Trump promised not to hurt Israel’s nuclear deterrence

Trump reportedly signed a secret letter declining to pressure Israel to sign an international nuclear-nonproliferation treaty.

By: World Israel News Staff 

US President Donald Trump was the fourth president in a row to sign a secret letter assuring Israel that the US would do nothing to hurt Israel’s deterrence capabilities, including its purported nuclear weapons capability, according to a report published Tuesday by The New Yorker magazine.

Israel interpreted the letters as a US commitment not to pressure Israel regarding its nuclear arsenal, according to the report, while US officials saw the letters as an acceptance of the Israeli argument that they’re not going to disarm under the current conditions in the Middle East.

The report states that when Trump entered office, Israeli Ambassador to the United States Ron Dermer went to the White House to arrange for Trump to sign the letter, stressing the need for secrecy and a limit on who could take part in the discussion. Dermer reportedly spoke to then-US National Security Adviser Michael Flynn.

Israel has reportedly had nuclear weapons capabilities since the eve of the 1967 Six Day War.

Though agreements between Israel and the US regarding Israel’s purported nuclear weapons capabilities date back to US President Richard Nixon and Prime Minister Golda Meir, formalizing policy on the matter began in 1998 during Benjamin Netanyahu’s first stint as prime minister.

The first letter was drafted under Clinton in exchange for Israeli participation in the 1998 Wye River negotiations with the Palestinians as a continuation of the Oslo Accords.

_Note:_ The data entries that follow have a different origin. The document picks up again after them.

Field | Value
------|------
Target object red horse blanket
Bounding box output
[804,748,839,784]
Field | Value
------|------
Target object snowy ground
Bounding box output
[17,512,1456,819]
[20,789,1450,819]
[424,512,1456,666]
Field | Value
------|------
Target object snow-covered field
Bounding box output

“President Bill Clinton assured the Jewish state that no future American arms-control initiative would ‘detract’ from Israel’s ‘deterrent’ capabilities, an oblique but clear reference to its nuclear arsenal,” the report claims.

Obama, too, signed the letter, and reportedly referenced the secret letter in a 2010 speech discussing Israeli security requirements.

“And I reiterated to the prime minister that there is no change in U.S. policy when it comes to these issues. We strongly believe that, given its size, its history, the region that it’s in, and the threats that are levelled against . . . it, that Israel has unique security requirements,” Obama said after meeting with Netanyahu on July 6, 2010.

“It’s got to be able to respond to threats or any combination of threats in the region. And that’s why we remain unwavering in our commitment to Israel’s security. And the United States will never ask Israel to take any steps that would undermine their security interests,” he added.